The composition of a “Vertical Signaling System” consists of the film itself, the substrate on which it will be applied, the elements fixing the substrate to the support, the collapsible support structure, and the foundation of the entire system.

Currently, what is most discussed is undoubtedly the film, even by the giants in the market, and its importance for perfect daytime and nighttime visibility of a panel. The other elements that make up a system are as important as the films, but in the system, the film alone does not stand alone, and the other elements become important even though they may not necessarily be seen.

When it comes to passive safety, all components are important, one complements the other. Regarding support for panels, the standard recommends that before implementing a containment system, a collapsible device must be installed.
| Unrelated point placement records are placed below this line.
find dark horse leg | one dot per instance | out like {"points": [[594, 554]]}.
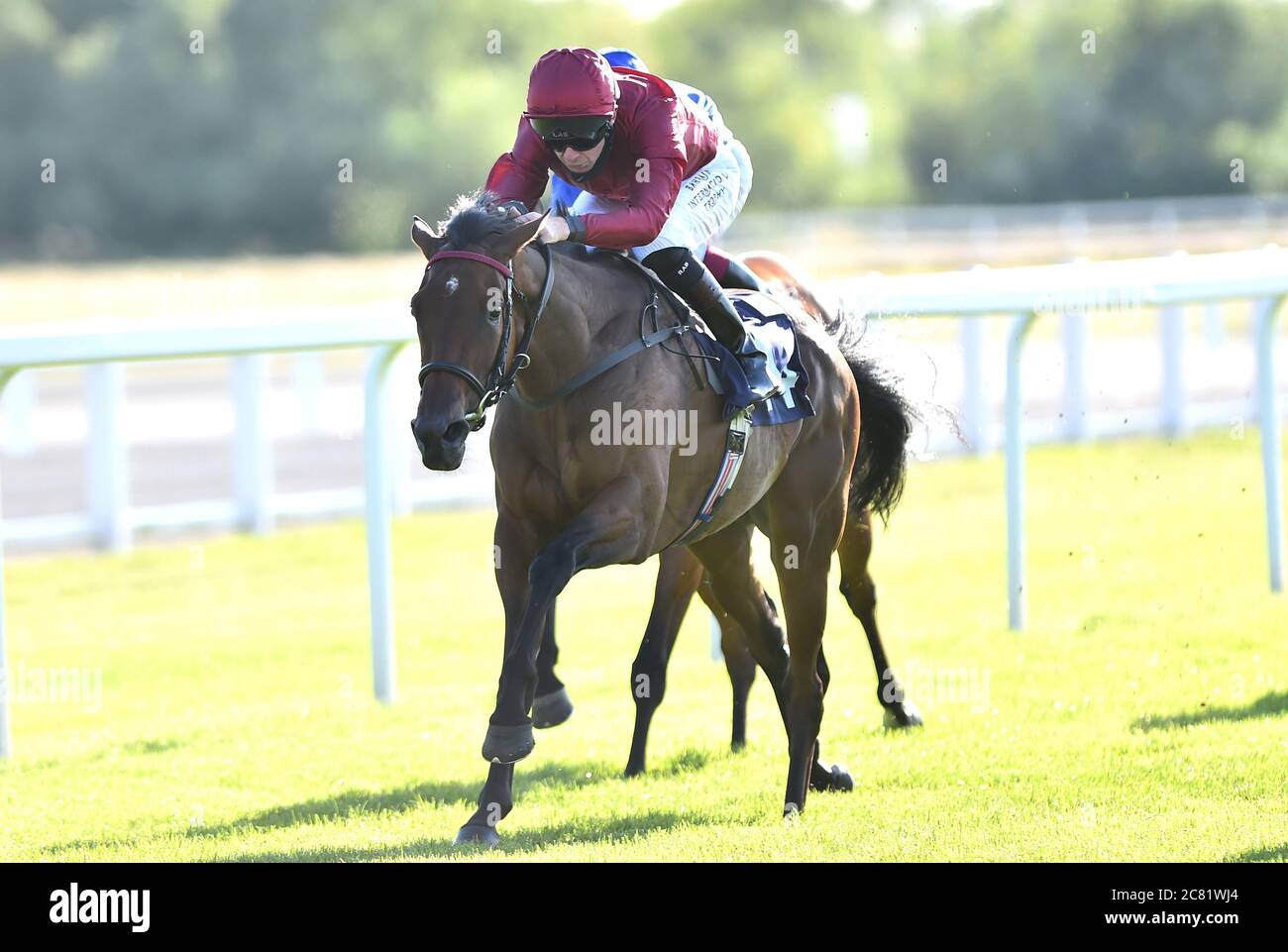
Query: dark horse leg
{"points": [[679, 575], [734, 591], [861, 594], [552, 706], [496, 798], [738, 661], [604, 534]]}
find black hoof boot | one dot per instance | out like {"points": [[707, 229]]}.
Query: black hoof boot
{"points": [[831, 779], [507, 745], [902, 714], [552, 710], [478, 835]]}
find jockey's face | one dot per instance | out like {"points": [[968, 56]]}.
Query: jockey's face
{"points": [[581, 161]]}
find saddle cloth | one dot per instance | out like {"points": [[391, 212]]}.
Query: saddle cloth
{"points": [[774, 334]]}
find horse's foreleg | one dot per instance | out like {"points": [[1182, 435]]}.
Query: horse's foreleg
{"points": [[514, 548], [605, 532], [552, 706], [861, 594], [738, 661], [678, 576]]}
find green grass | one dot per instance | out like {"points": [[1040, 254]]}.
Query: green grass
{"points": [[1141, 716]]}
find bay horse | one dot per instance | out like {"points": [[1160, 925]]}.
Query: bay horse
{"points": [[681, 576], [566, 504]]}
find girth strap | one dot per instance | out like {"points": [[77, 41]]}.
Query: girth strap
{"points": [[603, 366]]}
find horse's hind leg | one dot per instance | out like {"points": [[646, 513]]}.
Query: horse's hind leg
{"points": [[861, 594], [552, 706], [835, 777], [678, 576], [734, 587], [738, 661]]}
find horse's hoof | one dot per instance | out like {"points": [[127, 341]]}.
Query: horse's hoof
{"points": [[507, 745], [840, 780], [478, 835], [552, 710], [902, 715]]}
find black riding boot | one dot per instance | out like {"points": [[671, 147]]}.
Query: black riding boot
{"points": [[691, 278]]}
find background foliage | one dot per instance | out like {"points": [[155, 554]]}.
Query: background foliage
{"points": [[160, 151]]}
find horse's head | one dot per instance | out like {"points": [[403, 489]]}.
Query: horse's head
{"points": [[464, 320]]}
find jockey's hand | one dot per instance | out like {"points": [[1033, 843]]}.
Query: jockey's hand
{"points": [[554, 230]]}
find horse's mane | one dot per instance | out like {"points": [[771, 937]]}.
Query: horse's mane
{"points": [[473, 219]]}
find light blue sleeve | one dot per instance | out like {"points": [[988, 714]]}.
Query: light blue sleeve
{"points": [[703, 102]]}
Much more than a product that is destroyed when impacted, a passive safety support must meet an extensive series of requirements to be qualified as collapsible, according to standard EN 12767, namely:

  • Collapse at a mandatory minimum speed of 35 km/h;
  • Have its parameters standardized for impacts at 100 km/h or 70 km/h or 50 km/h, according to its executive design;
  • Predictable post-impact behavior;
  • Have its activation mechanism (collapse mode) according to its executive design;
  • Have THIV (Theoretical Head Impact Velocity) and ASI (Acceleration Severity Index) compatible with standard parameters;
  • Have an exit speed to parameterize the energy absorption category according to the standard;
  • Have the lowest risk of roof sinking, preferably less than 10 cm;
  • Have the vehicle with a stable trajectory post-impact;
  • Have its collapse direction class established according to simple, double, or multiple categories.

It is evident that for a certification of a passive safety support, there are a large number of requirements to be met, and not simply, as some technicians affirm, being collapsible is being destroyed on impact.

In the market, there are signaling supports made of steel and also recycled plastic material; however, to be passive safety devices, all approval certifications from “crashtests” conducted according to the standards in force in Europe or the United States must be presented. It is not enough to just say that a device is certified; the required certifications must be presented.